Nidamanuru is a part of Vijayawada in NTR district of the Indian state of Andhra Pradesh. It is located in Vijayawada (rural) mandal of Vijayawada revenue division. As per the G.O. No. M.S.104 (dated:23-03-2017), Municipal Administration and Urban Development Department, it became a part of Vijayawada metropolitan area. (Total population 11,900)

Geography 
The Ryves Canal that originates from the Krishna river flows through the village and is the main source of irrigation and drinking.

Transport 
State runs APSRTC bus services from Bus stand to Nidamanuru. It lies on National Highway 16. Nidamanuru railway station serves with rail services. Nearest airport is Vijayawada international airport ( Gannavaram) which is 9KM away.

Education 

School of Planning and Architecture was established by Ministry of Human Resource Development, Government of India. ZPHS Nidamanuru was one of the best govt schools in AP. It caters to the  Enikepadu, Gudavalli etc. The school has 75yr old history to it. The literacy percentage of this town 95%. Currently Nidamanuru has couple of Intermediate pvt colleges like Narayana and Chaitanya. The town is very close to the engineering colleges like Siddhartha Engineering, PVP Siddhartha institute of technology, and SRK institute of technology. Nidamanuru has Delhi public school available for the CBSE. Reputed institutes like KKR Gowtham international school available for the residential schooling

Banks 

[Nidamanuru] has 2 major banks. SBI and AndhraBank. ICICI ATM, AndhraBank, SBI ATMs are available. 
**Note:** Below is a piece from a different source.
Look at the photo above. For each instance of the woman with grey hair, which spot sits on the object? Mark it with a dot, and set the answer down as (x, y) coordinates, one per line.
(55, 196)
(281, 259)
HDFC bank is available at Enikepadu.

Industries 

Nidamanuru has Model Dairy ( Dairy products), Model steels (currently closed)( Steel products), Incap ( capacitors limited) 

Ashok Leyland, Vijayawada, and Pratap industries ( Steel and engineering products). Majority of the automotive show rooms like Volvo, Benz, Ashok leyland etc are available.